Cooke’s two meetings with Wicklow last season were closely fought, ending in three-point and 10-point defeats for the Belfast outfit. Saturday’s round 9 duel at Ashtown Lane has a lot riding on it for both teams, and Simpson is targeting some key areas for improvement in both defence and attack.
“Wicklow have been in great form this season, they started really well. I know they ran into a couple of horror games, against those self-dubbed top four, but they’re holding their own, and they really are a good side.
“They aren’t too different from ourselves in terms of when they came into the All-Ireland League. At a higher level, we’re sort of looking at them and seeing what they’re achieving against most other teams and going toe-to-toe with those sort of top few teams as well, and it’s something that we want to do.
“We want to be like them as well.
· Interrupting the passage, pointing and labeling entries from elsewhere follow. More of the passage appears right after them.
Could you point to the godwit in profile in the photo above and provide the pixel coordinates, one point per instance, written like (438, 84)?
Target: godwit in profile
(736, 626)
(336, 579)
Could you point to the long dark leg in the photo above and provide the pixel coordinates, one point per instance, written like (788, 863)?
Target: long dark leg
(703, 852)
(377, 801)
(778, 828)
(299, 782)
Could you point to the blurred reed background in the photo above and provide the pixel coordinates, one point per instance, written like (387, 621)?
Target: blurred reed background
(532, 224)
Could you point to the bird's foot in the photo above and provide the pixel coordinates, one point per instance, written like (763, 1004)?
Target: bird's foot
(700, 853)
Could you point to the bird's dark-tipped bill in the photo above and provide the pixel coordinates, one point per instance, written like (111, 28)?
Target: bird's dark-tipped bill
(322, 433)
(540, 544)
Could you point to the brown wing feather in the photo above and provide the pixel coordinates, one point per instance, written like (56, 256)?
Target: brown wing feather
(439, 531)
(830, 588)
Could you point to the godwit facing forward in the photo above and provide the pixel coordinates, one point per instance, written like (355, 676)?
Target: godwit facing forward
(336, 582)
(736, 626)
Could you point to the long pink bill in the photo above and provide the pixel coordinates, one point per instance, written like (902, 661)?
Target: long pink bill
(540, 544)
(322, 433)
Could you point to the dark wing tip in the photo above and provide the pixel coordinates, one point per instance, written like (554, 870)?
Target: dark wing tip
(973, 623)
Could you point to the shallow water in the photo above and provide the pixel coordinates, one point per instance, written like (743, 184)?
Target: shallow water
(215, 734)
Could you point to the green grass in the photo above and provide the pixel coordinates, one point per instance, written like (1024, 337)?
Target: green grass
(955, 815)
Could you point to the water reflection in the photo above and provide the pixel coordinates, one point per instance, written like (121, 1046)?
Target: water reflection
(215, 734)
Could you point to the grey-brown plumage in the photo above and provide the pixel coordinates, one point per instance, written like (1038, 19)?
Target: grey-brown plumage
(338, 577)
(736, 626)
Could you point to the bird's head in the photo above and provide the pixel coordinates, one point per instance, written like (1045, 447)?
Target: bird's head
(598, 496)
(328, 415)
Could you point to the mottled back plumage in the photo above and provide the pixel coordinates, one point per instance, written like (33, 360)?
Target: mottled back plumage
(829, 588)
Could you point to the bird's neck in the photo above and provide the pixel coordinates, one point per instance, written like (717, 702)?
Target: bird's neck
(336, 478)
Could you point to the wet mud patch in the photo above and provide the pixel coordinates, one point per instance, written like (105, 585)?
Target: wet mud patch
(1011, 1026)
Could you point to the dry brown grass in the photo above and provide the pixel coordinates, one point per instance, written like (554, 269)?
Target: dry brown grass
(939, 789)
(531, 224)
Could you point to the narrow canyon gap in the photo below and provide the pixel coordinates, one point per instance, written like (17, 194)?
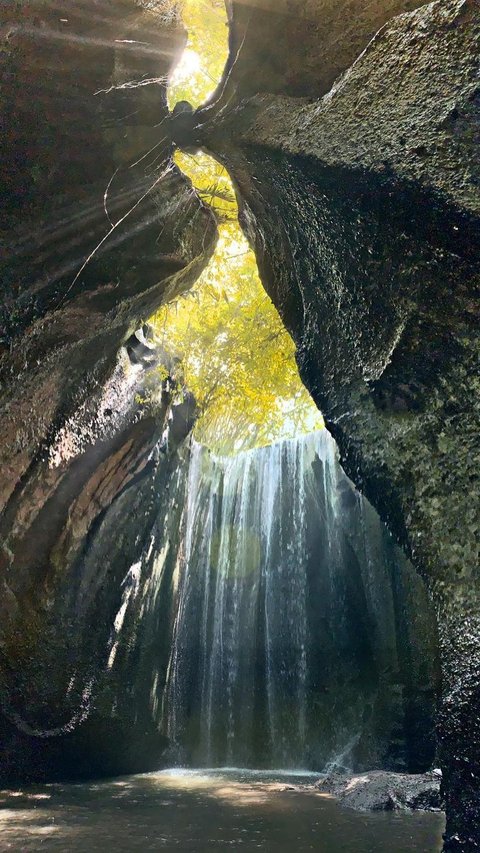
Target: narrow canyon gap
(351, 132)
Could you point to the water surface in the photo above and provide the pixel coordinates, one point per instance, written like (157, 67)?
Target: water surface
(200, 811)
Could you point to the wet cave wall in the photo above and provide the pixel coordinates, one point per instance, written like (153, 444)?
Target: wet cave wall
(361, 201)
(363, 208)
(83, 99)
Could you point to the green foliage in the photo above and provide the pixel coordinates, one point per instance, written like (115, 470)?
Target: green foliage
(235, 354)
(200, 69)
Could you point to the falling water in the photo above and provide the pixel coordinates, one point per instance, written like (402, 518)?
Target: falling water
(279, 632)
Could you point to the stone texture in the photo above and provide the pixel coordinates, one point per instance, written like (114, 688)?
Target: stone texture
(363, 208)
(300, 48)
(83, 100)
(381, 791)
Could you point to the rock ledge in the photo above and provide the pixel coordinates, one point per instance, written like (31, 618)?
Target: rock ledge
(383, 791)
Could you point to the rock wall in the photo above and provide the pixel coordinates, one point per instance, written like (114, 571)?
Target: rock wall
(98, 228)
(363, 208)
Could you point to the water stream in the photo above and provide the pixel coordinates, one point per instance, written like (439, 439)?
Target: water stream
(289, 646)
(201, 812)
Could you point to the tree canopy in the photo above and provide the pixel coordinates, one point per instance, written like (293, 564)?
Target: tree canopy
(235, 354)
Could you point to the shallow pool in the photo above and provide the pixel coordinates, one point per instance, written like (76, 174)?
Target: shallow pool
(203, 810)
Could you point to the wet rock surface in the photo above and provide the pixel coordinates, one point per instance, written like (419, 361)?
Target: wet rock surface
(382, 791)
(363, 208)
(98, 228)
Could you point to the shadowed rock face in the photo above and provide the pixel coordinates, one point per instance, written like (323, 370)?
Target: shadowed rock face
(83, 99)
(363, 207)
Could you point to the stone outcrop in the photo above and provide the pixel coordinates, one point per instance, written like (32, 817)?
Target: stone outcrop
(363, 208)
(360, 194)
(98, 229)
(381, 791)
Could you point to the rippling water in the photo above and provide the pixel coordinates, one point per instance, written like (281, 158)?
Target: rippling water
(200, 811)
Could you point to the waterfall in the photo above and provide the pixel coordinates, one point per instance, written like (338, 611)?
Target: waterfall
(284, 648)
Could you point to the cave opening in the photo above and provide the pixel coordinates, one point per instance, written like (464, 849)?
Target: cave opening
(192, 590)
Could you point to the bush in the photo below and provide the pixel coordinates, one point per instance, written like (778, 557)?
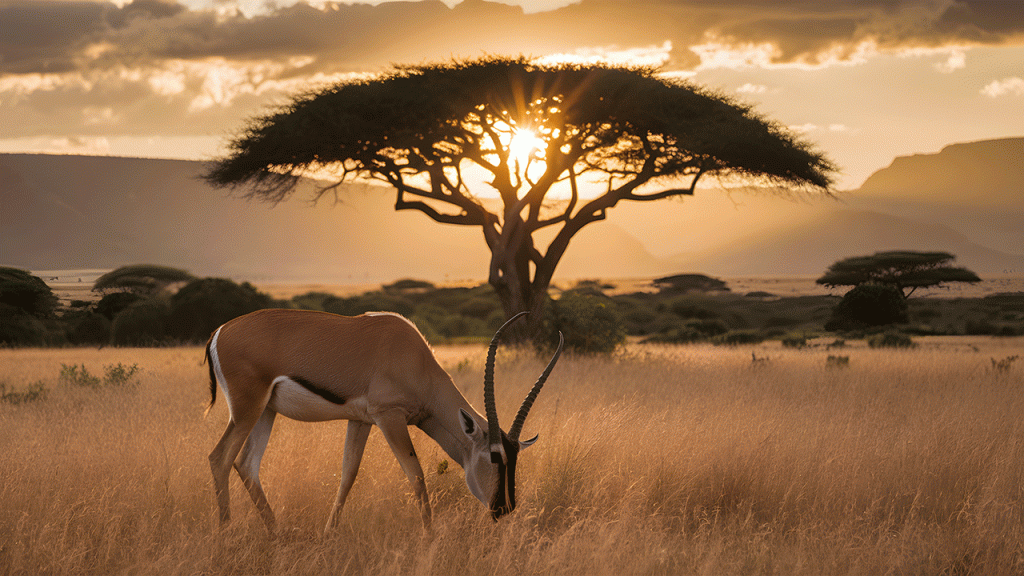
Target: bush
(27, 293)
(795, 342)
(18, 328)
(142, 324)
(866, 305)
(204, 304)
(116, 375)
(33, 393)
(589, 323)
(88, 328)
(112, 304)
(890, 340)
(370, 301)
(739, 337)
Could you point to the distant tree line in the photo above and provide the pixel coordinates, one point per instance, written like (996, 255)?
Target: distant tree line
(157, 305)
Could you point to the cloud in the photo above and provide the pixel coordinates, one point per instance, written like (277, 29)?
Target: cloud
(57, 36)
(750, 88)
(1011, 86)
(117, 69)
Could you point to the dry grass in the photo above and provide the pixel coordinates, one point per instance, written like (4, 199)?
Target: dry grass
(663, 460)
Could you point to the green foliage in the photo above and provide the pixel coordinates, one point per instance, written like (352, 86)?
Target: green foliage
(112, 304)
(408, 285)
(681, 283)
(87, 328)
(1004, 365)
(795, 342)
(20, 329)
(737, 337)
(590, 324)
(891, 340)
(370, 301)
(141, 324)
(621, 126)
(34, 393)
(116, 375)
(837, 361)
(141, 279)
(867, 305)
(903, 270)
(73, 374)
(27, 293)
(202, 305)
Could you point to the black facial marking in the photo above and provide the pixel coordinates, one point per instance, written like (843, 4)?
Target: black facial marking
(500, 505)
(323, 393)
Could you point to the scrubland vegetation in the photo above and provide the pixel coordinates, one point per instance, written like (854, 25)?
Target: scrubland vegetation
(595, 317)
(832, 457)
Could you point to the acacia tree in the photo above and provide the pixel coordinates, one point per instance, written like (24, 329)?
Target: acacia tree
(542, 135)
(144, 280)
(906, 271)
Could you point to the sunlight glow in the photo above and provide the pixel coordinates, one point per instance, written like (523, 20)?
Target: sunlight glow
(525, 147)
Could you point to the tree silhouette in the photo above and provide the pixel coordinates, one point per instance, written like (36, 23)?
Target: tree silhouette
(902, 270)
(144, 280)
(542, 135)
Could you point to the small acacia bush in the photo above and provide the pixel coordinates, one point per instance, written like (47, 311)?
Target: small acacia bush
(589, 323)
(33, 393)
(890, 340)
(868, 304)
(141, 324)
(204, 304)
(115, 375)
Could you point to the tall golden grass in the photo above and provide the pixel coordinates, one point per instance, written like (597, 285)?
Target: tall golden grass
(660, 460)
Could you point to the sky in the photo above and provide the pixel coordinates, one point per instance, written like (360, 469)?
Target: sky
(864, 80)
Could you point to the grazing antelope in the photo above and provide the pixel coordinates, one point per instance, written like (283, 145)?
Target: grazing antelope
(370, 369)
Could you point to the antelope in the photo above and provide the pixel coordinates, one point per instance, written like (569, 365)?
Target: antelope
(371, 369)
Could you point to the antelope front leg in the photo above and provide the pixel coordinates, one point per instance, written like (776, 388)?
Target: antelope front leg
(355, 441)
(395, 429)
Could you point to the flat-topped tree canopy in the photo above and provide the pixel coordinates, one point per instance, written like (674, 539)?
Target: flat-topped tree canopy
(530, 128)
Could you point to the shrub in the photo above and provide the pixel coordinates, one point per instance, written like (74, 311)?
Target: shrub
(202, 305)
(868, 304)
(795, 342)
(838, 361)
(112, 304)
(27, 293)
(890, 340)
(18, 328)
(33, 393)
(311, 300)
(88, 328)
(370, 301)
(117, 375)
(142, 324)
(737, 337)
(589, 323)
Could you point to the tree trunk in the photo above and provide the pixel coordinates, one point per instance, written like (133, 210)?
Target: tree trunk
(517, 292)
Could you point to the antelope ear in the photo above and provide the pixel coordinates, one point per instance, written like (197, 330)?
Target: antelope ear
(524, 444)
(469, 425)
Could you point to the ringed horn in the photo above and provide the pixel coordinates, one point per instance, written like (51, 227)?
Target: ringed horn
(498, 454)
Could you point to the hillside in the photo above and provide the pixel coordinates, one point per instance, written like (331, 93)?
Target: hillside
(101, 212)
(98, 212)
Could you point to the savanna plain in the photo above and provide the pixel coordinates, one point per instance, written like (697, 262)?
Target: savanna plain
(692, 459)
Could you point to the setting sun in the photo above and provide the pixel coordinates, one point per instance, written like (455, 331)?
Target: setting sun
(526, 149)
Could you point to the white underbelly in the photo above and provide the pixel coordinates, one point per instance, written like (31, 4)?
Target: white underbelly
(293, 400)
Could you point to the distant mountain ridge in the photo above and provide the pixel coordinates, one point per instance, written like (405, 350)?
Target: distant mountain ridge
(996, 167)
(78, 211)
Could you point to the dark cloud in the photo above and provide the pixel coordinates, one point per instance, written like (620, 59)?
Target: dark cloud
(40, 36)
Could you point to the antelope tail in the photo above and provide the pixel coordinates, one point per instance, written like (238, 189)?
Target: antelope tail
(213, 375)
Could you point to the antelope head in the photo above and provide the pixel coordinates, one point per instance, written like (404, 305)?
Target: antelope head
(491, 467)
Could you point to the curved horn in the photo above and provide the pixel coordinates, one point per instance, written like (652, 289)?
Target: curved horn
(494, 430)
(520, 417)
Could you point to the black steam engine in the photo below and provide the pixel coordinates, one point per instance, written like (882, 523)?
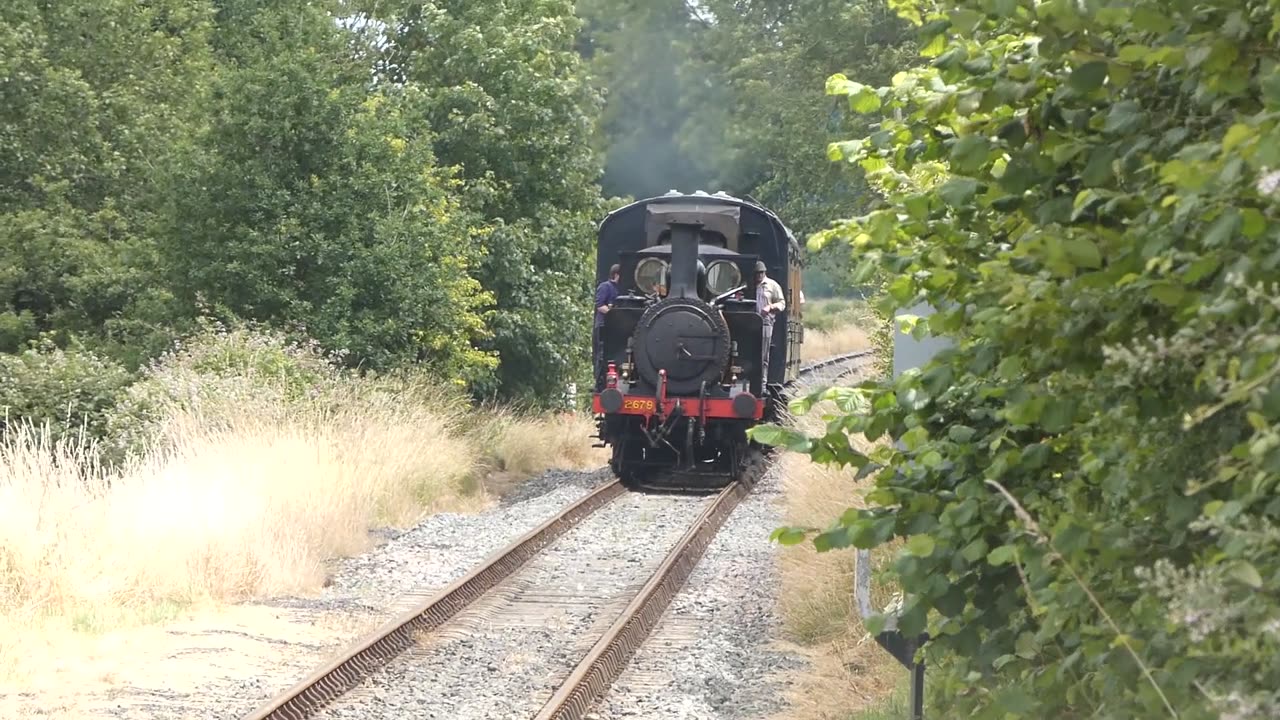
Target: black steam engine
(682, 343)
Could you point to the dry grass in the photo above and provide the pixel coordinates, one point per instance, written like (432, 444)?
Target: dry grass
(819, 345)
(247, 466)
(248, 507)
(525, 445)
(850, 671)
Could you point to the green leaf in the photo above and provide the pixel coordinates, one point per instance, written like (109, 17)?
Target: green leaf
(1124, 118)
(1089, 76)
(781, 437)
(920, 546)
(1133, 53)
(1002, 555)
(1082, 251)
(1235, 135)
(865, 100)
(1059, 414)
(1168, 294)
(1246, 573)
(958, 192)
(969, 153)
(1253, 223)
(974, 551)
(1221, 231)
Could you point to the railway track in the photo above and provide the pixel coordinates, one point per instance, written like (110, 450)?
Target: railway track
(593, 675)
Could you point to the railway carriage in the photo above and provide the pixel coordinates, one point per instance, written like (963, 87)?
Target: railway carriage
(682, 343)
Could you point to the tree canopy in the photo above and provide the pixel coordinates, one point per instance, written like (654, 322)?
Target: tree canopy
(1086, 481)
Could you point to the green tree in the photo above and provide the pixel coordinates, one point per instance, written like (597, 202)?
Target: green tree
(1086, 483)
(94, 96)
(314, 204)
(768, 121)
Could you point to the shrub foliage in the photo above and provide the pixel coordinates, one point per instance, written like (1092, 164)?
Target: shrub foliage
(1087, 481)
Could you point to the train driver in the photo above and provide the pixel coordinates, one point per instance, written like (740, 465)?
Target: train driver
(768, 302)
(606, 295)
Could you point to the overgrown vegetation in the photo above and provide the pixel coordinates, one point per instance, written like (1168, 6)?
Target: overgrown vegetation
(848, 670)
(240, 464)
(325, 168)
(1084, 484)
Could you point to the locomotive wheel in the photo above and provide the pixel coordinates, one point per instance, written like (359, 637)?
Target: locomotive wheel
(688, 338)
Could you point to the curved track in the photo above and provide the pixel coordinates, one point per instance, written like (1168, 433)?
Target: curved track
(593, 675)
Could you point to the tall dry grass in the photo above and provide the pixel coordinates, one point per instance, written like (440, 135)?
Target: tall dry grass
(248, 464)
(526, 443)
(850, 671)
(251, 506)
(819, 345)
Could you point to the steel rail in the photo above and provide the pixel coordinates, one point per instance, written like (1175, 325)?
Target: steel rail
(374, 651)
(608, 657)
(600, 666)
(593, 677)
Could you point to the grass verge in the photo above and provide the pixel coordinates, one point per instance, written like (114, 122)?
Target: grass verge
(850, 673)
(835, 327)
(245, 465)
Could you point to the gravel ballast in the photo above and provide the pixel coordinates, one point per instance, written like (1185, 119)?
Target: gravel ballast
(709, 656)
(504, 655)
(366, 589)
So going down there and putting a performance in will hopefully prove to our girls that we see the likes of Wicklow doing well and that that could be us. There’s no reason why it can’t be us.
“I think we probably held onto the ball the best we did when we played Railway, of those recent games. We were going through multiple phases before giving away a turnover or just carelessly losing it.
“If that’s something we can sharpen up and bring to Wicklow, I think it’d be a much tighter game, and it should be really interesting. Then we have Ballincollig twice in a month. With the way the league’s flipped, that’ll be a really, really exciting time,” she added.